In a fun evening of Jewish unity, hundreds of Nassau County women will partake in the aromatic, delicious, and spiritual tradition of making challah bread together, in preparation for a Jewish day of rest that a million Jews worldwide expect to celebrate together.
The second annual Great Challah Bake will take place on Wednesday, Oct. 21 at 8 p.m. at the Sands Atlantic Beach.
Last year’s Bake attracted a large and diverse group of local Jewish women: local businesswomen, mothers of school children, daughters of Holocaust survivors, women with little or no knowledge of Jewish ritual tradition, ladies who bake their own challah regularly, and everyone in between. Many brought their daughters, sister, mothers, aunts, nieces and cousins with them. The theme of this year’s bake is “kneading it together,” tying together this ancient practice that all Jews will enjoy taking part in.
Tickets for admission, which include all inspirational guest speakers, baking supplies, instructions, musical entertainment, an apron and a take-home package, are $36 and $25 per person.
It’s a wonderful ladies night out for Jewish girls aged 12 to 112, who will knead, braid, learn, meet new friends, sing and dance as they join together at this task. Author, teacher and Rabbi Lawrence Hajioff and Rebbetzin Debbie Greenblatt are the MCs for this year’s Challah Bake, and all who attend will receive a copy of Rabbi Hajioff’s book, Jew Got Questions?
Wednesday night’s Challah Bake is a precursor to a larger, international event on Friday and Saturday, Oct. 23 and 24. This Shabbat Project is like a global flash mob, a coordinated action taking place at the same time in 500 cities around the world that all Jews can be part of. Guidelines on how to observe the Sabbath will be given out at the Challah Bake, showing how easy it is to do.
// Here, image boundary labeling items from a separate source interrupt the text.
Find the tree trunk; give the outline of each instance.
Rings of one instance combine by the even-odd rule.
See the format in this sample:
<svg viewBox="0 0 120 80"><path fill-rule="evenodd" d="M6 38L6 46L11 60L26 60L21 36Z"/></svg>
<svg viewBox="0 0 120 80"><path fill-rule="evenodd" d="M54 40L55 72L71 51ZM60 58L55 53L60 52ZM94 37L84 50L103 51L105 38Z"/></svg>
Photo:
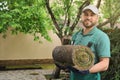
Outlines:
<svg viewBox="0 0 120 80"><path fill-rule="evenodd" d="M80 70L87 70L94 64L94 54L86 46L57 46L52 55L54 63L63 69L67 66L76 66Z"/></svg>

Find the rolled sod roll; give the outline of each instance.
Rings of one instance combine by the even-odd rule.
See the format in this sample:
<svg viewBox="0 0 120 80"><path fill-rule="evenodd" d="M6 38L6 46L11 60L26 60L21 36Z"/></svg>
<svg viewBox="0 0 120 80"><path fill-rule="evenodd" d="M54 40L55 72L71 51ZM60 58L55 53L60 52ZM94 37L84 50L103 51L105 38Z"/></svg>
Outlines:
<svg viewBox="0 0 120 80"><path fill-rule="evenodd" d="M61 66L75 66L80 70L90 69L94 65L94 53L87 46L62 45L53 49L54 63Z"/></svg>

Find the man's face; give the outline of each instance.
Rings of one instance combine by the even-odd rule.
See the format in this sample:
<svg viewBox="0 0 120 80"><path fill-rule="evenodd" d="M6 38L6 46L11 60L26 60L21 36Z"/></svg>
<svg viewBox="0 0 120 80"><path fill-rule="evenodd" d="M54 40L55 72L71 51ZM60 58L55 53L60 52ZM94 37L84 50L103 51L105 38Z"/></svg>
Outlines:
<svg viewBox="0 0 120 80"><path fill-rule="evenodd" d="M94 14L91 10L85 10L82 13L81 19L85 28L91 28L98 22L98 15Z"/></svg>

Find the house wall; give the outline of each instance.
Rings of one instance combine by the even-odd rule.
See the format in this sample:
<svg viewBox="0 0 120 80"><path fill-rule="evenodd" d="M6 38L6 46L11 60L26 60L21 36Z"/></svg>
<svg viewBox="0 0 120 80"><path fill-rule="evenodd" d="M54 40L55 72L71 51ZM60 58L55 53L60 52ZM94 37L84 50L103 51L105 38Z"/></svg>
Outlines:
<svg viewBox="0 0 120 80"><path fill-rule="evenodd" d="M49 35L52 42L41 38L42 43L39 43L29 34L11 35L8 32L6 39L0 34L0 60L51 59L52 50L55 46L61 45L61 42L52 31Z"/></svg>

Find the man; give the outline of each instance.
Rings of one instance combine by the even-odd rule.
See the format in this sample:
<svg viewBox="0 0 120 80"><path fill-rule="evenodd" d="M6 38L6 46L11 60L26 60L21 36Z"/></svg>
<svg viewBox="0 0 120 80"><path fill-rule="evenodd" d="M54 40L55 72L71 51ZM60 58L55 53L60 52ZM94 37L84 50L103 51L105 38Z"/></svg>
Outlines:
<svg viewBox="0 0 120 80"><path fill-rule="evenodd" d="M99 11L94 5L88 5L82 10L81 20L84 28L72 36L74 45L89 45L95 55L94 65L86 71L70 68L70 80L101 80L100 73L109 66L110 40L108 36L96 27Z"/></svg>

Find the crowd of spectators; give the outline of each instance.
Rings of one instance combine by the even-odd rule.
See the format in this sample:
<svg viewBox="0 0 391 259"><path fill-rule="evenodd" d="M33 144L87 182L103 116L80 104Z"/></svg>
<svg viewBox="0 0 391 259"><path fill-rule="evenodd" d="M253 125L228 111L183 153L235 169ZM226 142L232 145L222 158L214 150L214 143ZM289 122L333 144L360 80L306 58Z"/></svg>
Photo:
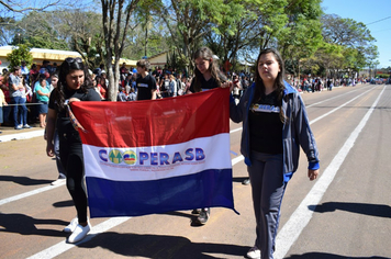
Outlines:
<svg viewBox="0 0 391 259"><path fill-rule="evenodd" d="M15 72L15 69L19 71ZM0 125L2 122L5 124L13 122L15 130L22 130L30 127L29 123L40 122L40 126L45 127L48 97L54 88L52 78L56 74L56 70L57 64L54 63L51 65L47 60L44 60L41 67L36 64L32 64L29 69L26 63L21 61L21 66L15 67L12 71L3 69L0 75L0 89L2 91L0 95L4 97L3 100L0 100L0 109L2 109L2 111L0 111L2 113ZM189 92L192 77L186 71L178 71L167 65L164 67L148 67L146 71L156 81L156 99L183 95ZM15 78L15 75L20 78L20 83L22 86L19 89L20 92L18 92L18 97L21 97L21 99L16 98L18 102L15 102L16 99L12 97L14 90L10 90L12 79ZM93 79L96 91L99 93L100 98L102 100L109 100L109 80L108 74L104 70L104 65L100 65L92 71L90 70L90 76ZM238 101L243 92L254 82L253 75L245 72L244 70L235 72L227 71L225 72L225 76L234 83L232 94L236 101ZM126 67L125 63L122 64L120 68L120 80L118 82L119 91L116 101L126 102L137 100L137 77L141 77L141 75L137 74L137 68ZM368 80L308 77L300 81L294 79L290 83L292 83L299 91L316 92L325 89L331 91L333 87L355 86L356 83L366 81ZM29 114L26 120L24 119L25 113Z"/></svg>
<svg viewBox="0 0 391 259"><path fill-rule="evenodd" d="M45 127L48 97L53 90L51 76L56 70L57 64L51 65L47 60L41 67L32 64L31 69L24 60L11 71L2 69L0 94L4 100L0 123L13 123L15 130L23 130L31 127L29 123L40 121L40 126Z"/></svg>

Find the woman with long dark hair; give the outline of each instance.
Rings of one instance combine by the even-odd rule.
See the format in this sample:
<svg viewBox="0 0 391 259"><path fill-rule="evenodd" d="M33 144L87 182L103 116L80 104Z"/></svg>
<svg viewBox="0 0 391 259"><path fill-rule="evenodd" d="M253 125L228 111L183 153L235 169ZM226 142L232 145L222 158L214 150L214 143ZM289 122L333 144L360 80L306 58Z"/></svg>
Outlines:
<svg viewBox="0 0 391 259"><path fill-rule="evenodd" d="M58 131L59 157L67 174L67 189L72 198L77 217L64 228L71 233L68 243L77 243L90 230L87 218L87 194L83 185L82 145L74 128L67 105L74 101L100 101L93 89L88 68L80 58L66 58L59 67L57 88L52 91L47 114L47 156L54 156L54 132Z"/></svg>
<svg viewBox="0 0 391 259"><path fill-rule="evenodd" d="M248 258L273 258L281 201L298 169L300 147L309 160L310 180L319 174L319 153L305 105L283 78L280 54L272 48L262 49L255 82L237 105L231 100L231 119L243 122L241 153L250 178L256 218L257 237Z"/></svg>

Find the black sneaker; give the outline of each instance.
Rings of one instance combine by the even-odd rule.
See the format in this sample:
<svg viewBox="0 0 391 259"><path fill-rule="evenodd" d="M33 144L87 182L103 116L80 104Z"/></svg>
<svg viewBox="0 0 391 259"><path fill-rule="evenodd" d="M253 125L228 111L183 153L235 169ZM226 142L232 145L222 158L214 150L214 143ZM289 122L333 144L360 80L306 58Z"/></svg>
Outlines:
<svg viewBox="0 0 391 259"><path fill-rule="evenodd" d="M200 215L196 219L196 223L199 225L206 224L210 215L211 215L211 210L209 207L202 209Z"/></svg>

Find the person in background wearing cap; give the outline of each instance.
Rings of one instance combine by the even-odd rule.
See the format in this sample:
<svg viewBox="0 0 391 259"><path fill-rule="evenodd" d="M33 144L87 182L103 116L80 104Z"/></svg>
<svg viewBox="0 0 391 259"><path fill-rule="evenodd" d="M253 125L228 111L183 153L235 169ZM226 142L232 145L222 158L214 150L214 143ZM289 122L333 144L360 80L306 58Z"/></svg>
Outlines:
<svg viewBox="0 0 391 259"><path fill-rule="evenodd" d="M24 77L25 81L30 85L30 70L24 60L21 61L21 71L22 76Z"/></svg>
<svg viewBox="0 0 391 259"><path fill-rule="evenodd" d="M21 76L21 67L16 66L13 68L13 74L10 74L9 78L9 87L10 87L10 95L12 98L12 103L16 104L13 108L13 122L15 125L15 130L22 130L23 125L19 124L19 108L22 109L22 116L25 117L27 116L27 108L25 104L22 104L22 91L24 89L24 86L22 83L22 79L20 78ZM29 126L30 127L30 126Z"/></svg>
<svg viewBox="0 0 391 259"><path fill-rule="evenodd" d="M3 105L8 105L8 103L5 102L5 95L4 95L4 92L2 91L2 89L0 88L0 126L1 126L1 123L3 123L3 120L2 120L2 106ZM0 132L1 134L2 132Z"/></svg>
<svg viewBox="0 0 391 259"><path fill-rule="evenodd" d="M36 97L36 101L41 103L37 106L38 109L38 117L40 117L40 126L45 128L46 127L46 114L47 114L47 104L51 97L51 89L49 85L46 81L46 76L41 74L40 80L35 83L34 92Z"/></svg>
<svg viewBox="0 0 391 259"><path fill-rule="evenodd" d="M149 61L139 59L137 61L137 101L156 99L156 80L148 72Z"/></svg>

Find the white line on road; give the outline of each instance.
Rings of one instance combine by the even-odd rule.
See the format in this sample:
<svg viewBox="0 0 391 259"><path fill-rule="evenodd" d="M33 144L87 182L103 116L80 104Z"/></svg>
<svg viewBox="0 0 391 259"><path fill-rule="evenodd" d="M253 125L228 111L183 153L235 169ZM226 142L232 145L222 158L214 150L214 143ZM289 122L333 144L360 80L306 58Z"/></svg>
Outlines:
<svg viewBox="0 0 391 259"><path fill-rule="evenodd" d="M32 137L40 137L44 135L45 130L37 130L33 132L24 132L24 133L16 133L16 134L10 134L10 135L3 135L0 136L0 142L10 142L10 140L16 140L16 139L27 139Z"/></svg>
<svg viewBox="0 0 391 259"><path fill-rule="evenodd" d="M343 106L349 104L349 103L353 102L354 100L360 98L361 95L366 94L366 93L369 92L369 91L372 91L373 89L375 89L375 88L371 88L371 89L369 89L369 90L362 92L361 94L355 97L354 99L351 99L351 100L345 102L344 104L342 104L342 105L339 105L339 106L333 109L332 111L329 111L329 112L323 114L322 116L319 116L319 117L316 117L315 120L312 120L312 121L310 122L310 125L313 124L313 123L315 123L315 122L317 122L317 121L320 121L320 120L322 120L323 117L328 116L329 114L332 114L332 113L338 111L338 110L342 109Z"/></svg>
<svg viewBox="0 0 391 259"><path fill-rule="evenodd" d="M384 87L386 88L386 87ZM383 91L384 91L384 89L383 89ZM364 94L364 93L362 93ZM362 94L360 94L360 95L362 95ZM380 93L380 95L382 94L382 92ZM380 98L380 95L379 95L379 98ZM378 98L378 100L379 100L379 98ZM355 98L356 99L356 98ZM354 99L354 100L355 100ZM377 100L377 101L378 101ZM353 100L350 100L350 101L353 101ZM349 102L350 102L349 101ZM376 101L376 103L377 103L377 101ZM349 102L347 102L347 103L349 103ZM342 106L344 106L344 105L346 105L347 103L345 103L345 104L343 104ZM373 105L376 105L376 104L373 104ZM373 108L373 105L372 105L372 108ZM342 108L342 106L339 106L339 108ZM339 109L338 108L338 109ZM370 115L370 113L369 112L371 112L373 109L370 109L369 111L368 111L368 113L367 113L367 115L369 114ZM333 110L334 112L336 111L336 110ZM328 113L327 115L329 115L331 113ZM367 117L367 115L366 115L366 117ZM369 115L368 115L368 117L369 117ZM325 117L325 116L321 116L321 119L323 119L323 117ZM319 121L319 120L321 120L320 117L317 117L317 119L315 119L316 121ZM368 119L367 119L368 120ZM311 122L311 123L313 123L313 122ZM362 121L361 121L361 123L362 123ZM359 125L361 125L361 123L359 124ZM365 125L365 124L364 124ZM362 127L364 127L364 125L362 125ZM362 128L361 127L361 128ZM359 131L361 131L361 128L359 130ZM242 127L239 127L239 128L235 128L235 130L233 130L233 131L231 131L230 133L235 133L235 132L238 132L238 131L241 131L242 130ZM357 130L357 128L356 128ZM355 130L355 132L356 132L356 130ZM354 133L355 133L354 132ZM353 134L354 134L353 133ZM359 132L358 132L359 133ZM357 135L358 135L358 133L357 133ZM353 135L351 134L351 135ZM350 135L350 136L351 136ZM353 140L353 143L351 143L351 145L354 144L354 140ZM345 144L346 145L346 144ZM351 147L350 147L351 148ZM349 148L349 149L350 149ZM339 153L340 153L340 150L339 150ZM338 154L339 154L338 153ZM338 156L338 155L337 155ZM336 156L336 157L337 157ZM234 165L236 165L237 162L239 162L239 161L242 161L244 159L244 157L243 156L238 156L238 157L236 157L236 158L234 158L234 159L232 159L232 166L234 166ZM336 160L336 158L334 158L334 160ZM332 164L334 162L334 160L332 161ZM343 159L344 160L344 159ZM340 161L340 164L343 162L343 160ZM331 164L331 165L332 165ZM339 165L340 166L340 165ZM339 168L339 166L337 167L337 169ZM335 172L337 171L337 169L335 170ZM325 174L326 174L326 172L327 172L327 170L332 170L331 169L331 166L328 166L327 167L327 169L326 169L326 171L323 173L323 176L322 176L322 178L321 179L319 179L319 181L316 182L316 184L312 188L312 190L310 191L310 193L312 193L312 191L314 190L314 188L316 187L317 189L322 189L322 187L323 185L321 185L319 182L321 182L321 180L322 179L324 179L325 177ZM327 174L331 174L331 173L327 173ZM335 173L334 173L334 176L335 176ZM334 176L333 176L333 178L334 178ZM329 177L328 177L329 178ZM325 178L325 180L324 181L326 181L327 179ZM329 182L332 181L333 179L331 179L329 180ZM329 184L329 183L328 183ZM328 184L327 184L327 187L328 187ZM321 187L317 187L317 185L321 185ZM40 192L43 192L43 191L47 191L47 190L51 190L51 189L54 189L54 188L57 188L57 187L59 187L59 185L55 185L55 187L45 187L45 188L41 188L41 189L37 189L37 190L35 190L35 191L31 191L31 192L27 192L27 193L24 193L24 194L20 194L20 195L16 195L16 196L13 196L13 198L9 198L9 199L4 199L4 200L0 200L0 205L2 205L2 204L5 204L5 203L8 203L8 202L11 202L11 201L15 201L15 200L20 200L20 199L22 199L22 198L25 198L25 196L30 196L30 195L33 195L33 194L37 194L37 193L40 193ZM326 187L326 189L327 189L327 187ZM317 191L317 189L316 189L316 191ZM290 225L293 225L293 226L295 226L295 225L300 225L300 224L298 224L295 221L295 217L293 217L293 215L297 215L297 214L299 214L299 216L300 216L300 213L298 212L299 211L299 209L301 209L301 206L302 206L302 204L304 203L304 201L306 201L306 200L310 200L310 201L308 201L308 202L310 202L309 204L310 205L313 205L313 204L317 204L319 203L319 201L317 202L313 202L314 200L311 200L311 199L308 199L308 196L310 195L310 193L306 195L306 198L303 200L303 202L301 203L301 205L299 205L299 207L297 209L297 211L292 214L292 216L291 216L291 218L287 222L287 224L283 226L283 228L281 229L281 232L279 233L279 235L277 236L277 246L278 246L278 251L275 254L275 257L276 258L283 258L283 256L288 252L288 250L290 249L290 247L291 247L291 245L294 243L294 240L299 237L299 235L300 235L300 233L301 233L301 230L302 230L302 228L304 228L305 227L305 225L308 224L308 222L310 221L310 218L311 218L311 216L312 216L312 213L310 214L310 216L308 216L308 215L305 215L305 219L308 219L306 221L306 223L303 225L303 227L300 229L300 232L298 232L298 230L295 230L295 232L298 232L297 233L297 237L295 238L293 238L292 240L289 240L290 238L287 238L287 237L284 237L283 235L284 235L284 232L288 232L288 230L291 230L291 226ZM323 194L322 194L322 196L323 196ZM321 198L322 198L321 196ZM320 198L320 199L321 199ZM320 200L319 199L319 200ZM4 202L5 201L5 202ZM308 203L306 202L306 203ZM304 205L305 206L305 205ZM309 211L308 210L308 205L304 207L306 211ZM298 212L298 213L297 213ZM83 239L83 240L81 240L80 243L78 243L77 245L80 245L80 244L83 244L83 243L86 243L86 241L88 241L88 240L90 240L90 239L92 239L93 237L96 237L97 235L99 235L99 234L101 234L101 233L104 233L104 232L107 232L107 230L109 230L109 229L111 229L111 228L113 228L113 227L115 227L115 226L118 226L118 225L120 225L120 224L123 224L124 222L126 222L126 221L129 221L131 217L113 217L113 218L110 218L110 219L108 219L108 221L105 221L105 222L103 222L103 223L101 223L101 224L99 224L99 225L97 225L97 226L94 226L94 227L92 227L92 230L91 230L91 233ZM294 222L294 223L291 223L291 222ZM299 221L302 221L302 219L299 219ZM288 225L288 223L290 224L290 225ZM284 230L284 229L288 229L288 230ZM294 232L293 232L294 233ZM295 233L294 233L295 234ZM288 234L288 235L291 235L291 234ZM282 241L283 240L283 241ZM279 243L281 243L281 244L279 244ZM30 257L29 259L32 259L32 258L54 258L54 257L56 257L56 256L58 256L58 255L60 255L60 254L63 254L63 252L65 252L65 251L67 251L67 250L69 250L70 248L72 248L72 247L75 247L75 245L74 244L67 244L65 240L64 241L60 241L60 243L58 243L57 245L54 245L54 246L52 246L52 247L49 247L49 248L47 248L47 249L45 249L45 250L43 250L43 251L41 251L41 252L38 252L38 254L35 254L35 255L33 255L32 257Z"/></svg>
<svg viewBox="0 0 391 259"><path fill-rule="evenodd" d="M371 87L371 86L369 86L369 87ZM372 87L373 87L373 86L372 86ZM368 88L368 87L367 87L367 88ZM356 91L358 91L358 90L360 90L360 89L356 89L356 90L353 90L353 91L348 91L348 92L345 92L345 93L335 95L335 97L333 97L333 98L328 98L328 99L325 99L325 100L323 100L323 101L320 101L320 102L316 102L316 103L312 103L312 104L310 104L310 105L305 105L305 108L312 108L312 106L315 106L315 105L317 105L317 104L327 102L327 101L329 101L329 100L333 100L333 99L336 99L336 98L340 98L340 97L344 97L344 95L346 95L346 94L350 94L350 93L356 92Z"/></svg>
<svg viewBox="0 0 391 259"><path fill-rule="evenodd" d="M85 239L82 239L81 241L77 243L76 245L80 245L83 244L86 241L91 240L92 238L94 238L97 235L104 233L124 222L126 222L127 219L130 219L131 217L112 217L105 222L102 222L101 224L94 226L92 228L92 230L90 232L89 235L87 235L87 237ZM67 250L69 250L70 248L74 248L75 244L68 244L66 243L66 240L60 241L43 251L40 251L31 257L29 257L27 259L48 259L48 258L54 258Z"/></svg>
<svg viewBox="0 0 391 259"><path fill-rule="evenodd" d="M43 187L43 188L33 190L33 191L30 191L30 192L24 192L24 193L19 194L19 195L14 195L14 196L10 196L10 198L0 200L0 206L1 206L1 205L4 205L5 203L9 203L9 202L14 202L14 201L21 200L21 199L23 199L23 198L27 198L27 196L31 196L31 195L38 194L38 193L41 193L41 192L45 192L45 191L48 191L48 190L52 190L52 189L62 187L62 185L64 185L64 184L65 184L65 182L64 182L64 183L60 183L60 184L58 184L58 185Z"/></svg>
<svg viewBox="0 0 391 259"><path fill-rule="evenodd" d="M338 154L334 157L332 162L323 172L322 177L316 181L316 183L313 185L311 191L306 194L304 200L300 203L298 209L293 212L293 214L290 216L288 222L283 225L282 229L278 233L276 239L276 247L278 248L275 252L276 259L283 258L287 255L291 246L299 238L301 232L309 224L313 215L313 211L311 211L309 206L317 205L320 203L321 199L323 198L323 194L326 192L328 185L332 183L339 167L342 166L349 150L354 146L358 135L367 124L370 115L372 114L376 105L380 100L380 97L384 92L384 89L386 86L383 90L380 92L379 97L373 102L372 106L362 117L361 122L350 134L348 139L345 142L344 146L339 149Z"/></svg>

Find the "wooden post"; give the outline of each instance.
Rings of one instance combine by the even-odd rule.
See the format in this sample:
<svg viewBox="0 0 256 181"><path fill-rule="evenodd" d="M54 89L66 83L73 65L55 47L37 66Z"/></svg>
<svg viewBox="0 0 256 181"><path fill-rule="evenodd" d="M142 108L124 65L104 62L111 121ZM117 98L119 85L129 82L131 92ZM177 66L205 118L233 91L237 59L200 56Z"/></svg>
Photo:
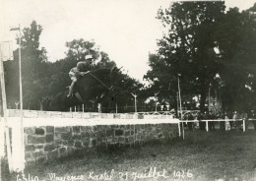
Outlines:
<svg viewBox="0 0 256 181"><path fill-rule="evenodd" d="M1 44L0 44L1 45ZM11 152L11 146L10 146L10 137L9 137L9 127L7 123L7 103L6 103L6 92L5 92L5 78L4 78L4 66L2 61L2 47L0 46L0 82L1 82L1 90L2 90L2 103L3 103L3 116L4 119L3 125L5 127L5 136L6 136L6 147L7 147L7 157L9 163L9 171L13 171L13 160L12 160L12 152ZM2 148L1 148L2 149ZM2 157L1 157L2 159Z"/></svg>
<svg viewBox="0 0 256 181"><path fill-rule="evenodd" d="M178 123L178 136L181 137L180 122Z"/></svg>
<svg viewBox="0 0 256 181"><path fill-rule="evenodd" d="M245 132L245 119L242 120L242 131Z"/></svg>

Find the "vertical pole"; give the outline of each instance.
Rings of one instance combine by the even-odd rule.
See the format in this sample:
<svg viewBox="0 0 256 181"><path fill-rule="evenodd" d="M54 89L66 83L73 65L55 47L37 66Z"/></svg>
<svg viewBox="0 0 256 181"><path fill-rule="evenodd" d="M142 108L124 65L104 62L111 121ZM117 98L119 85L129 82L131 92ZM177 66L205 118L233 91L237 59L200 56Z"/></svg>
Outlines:
<svg viewBox="0 0 256 181"><path fill-rule="evenodd" d="M11 146L10 146L9 127L8 127L7 119L6 119L6 117L7 117L7 103L6 103L6 91L5 91L4 66L3 66L2 60L3 60L2 59L2 47L0 46L0 82L1 82L3 115L4 115L4 119L3 120L1 119L1 122L3 121L3 125L5 127L9 171L12 172L13 171L13 159L12 159ZM1 160L2 160L2 157L1 157Z"/></svg>
<svg viewBox="0 0 256 181"><path fill-rule="evenodd" d="M210 103L211 103L210 99L211 99L211 87L209 87L208 89L208 111L210 111Z"/></svg>
<svg viewBox="0 0 256 181"><path fill-rule="evenodd" d="M134 97L135 97L135 100L134 100L135 112L137 112L137 94L135 94Z"/></svg>
<svg viewBox="0 0 256 181"><path fill-rule="evenodd" d="M21 141L22 141L22 157L23 161L21 169L24 171L25 168L25 146L24 146L24 125L23 125L23 83L22 83L22 32L21 25L19 24L19 71L20 71L20 102L21 102Z"/></svg>
<svg viewBox="0 0 256 181"><path fill-rule="evenodd" d="M183 120L183 115L182 115L182 105L181 105L181 95L180 95L180 86L179 86L179 75L178 75L178 95L179 95L179 108L180 108L180 119L181 121ZM182 122L182 135L183 135L183 140L185 139L185 132L184 132L184 124Z"/></svg>
<svg viewBox="0 0 256 181"><path fill-rule="evenodd" d="M208 125L208 121L206 121L206 131L209 131L209 125Z"/></svg>
<svg viewBox="0 0 256 181"><path fill-rule="evenodd" d="M242 131L245 132L245 119L242 120Z"/></svg>
<svg viewBox="0 0 256 181"><path fill-rule="evenodd" d="M181 137L180 122L178 123L178 136Z"/></svg>

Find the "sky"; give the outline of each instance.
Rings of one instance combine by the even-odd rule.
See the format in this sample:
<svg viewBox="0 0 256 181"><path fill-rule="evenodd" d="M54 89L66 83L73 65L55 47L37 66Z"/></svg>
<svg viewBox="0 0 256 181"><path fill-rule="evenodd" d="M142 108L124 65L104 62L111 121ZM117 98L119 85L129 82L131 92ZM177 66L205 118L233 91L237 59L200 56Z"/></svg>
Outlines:
<svg viewBox="0 0 256 181"><path fill-rule="evenodd" d="M227 7L248 9L256 0L227 0ZM42 26L40 45L49 61L65 57L65 42L95 40L101 51L142 81L150 69L149 53L158 49L163 28L158 10L170 0L0 0L0 41L15 42L11 27L28 28L34 20Z"/></svg>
Each Challah Bake participant will receive a mixing bowl containing two and a half pounds of flour, all premeasured ingredients, and an apron. Women will mix, knead and braid the dough while learning about the ancient art of bread-making and it’s spiritual significance.
When the dough is ready, the women will pair up to say the 4,000 year old traditional blessings that Sarah, Abraham’s wife, said as the first Jews baked challah. Each participant will leave with the braided dough loaves to bake in her own home. While the women knead, braid, talk and dance, musical entertainment will be provided.
Last year’s participant Teri Gatti Schure said, “I was moved to tears at the sight of 1,200 women dancing, singing, and baking challah together. I couldn’t help but wish that my mother-in-law, who was a Holocaust survivor, could have been there with me.”
“Shabbat enables us to momentarily set aside the distractions, demands and pressures of daily life, offering us the time and space to renew our inner selves and to reinvigorate our most important relationships,” said Rabbi Warren Goldstein, Chief Rabbi of South Africa and founder of the Shabbat Project.
At the Challah Bake, participants will be given helpful materials with tips on keeping Shabbat. Participants can also be paired up with a host family for that Shabbat, to extend and enhance their experience.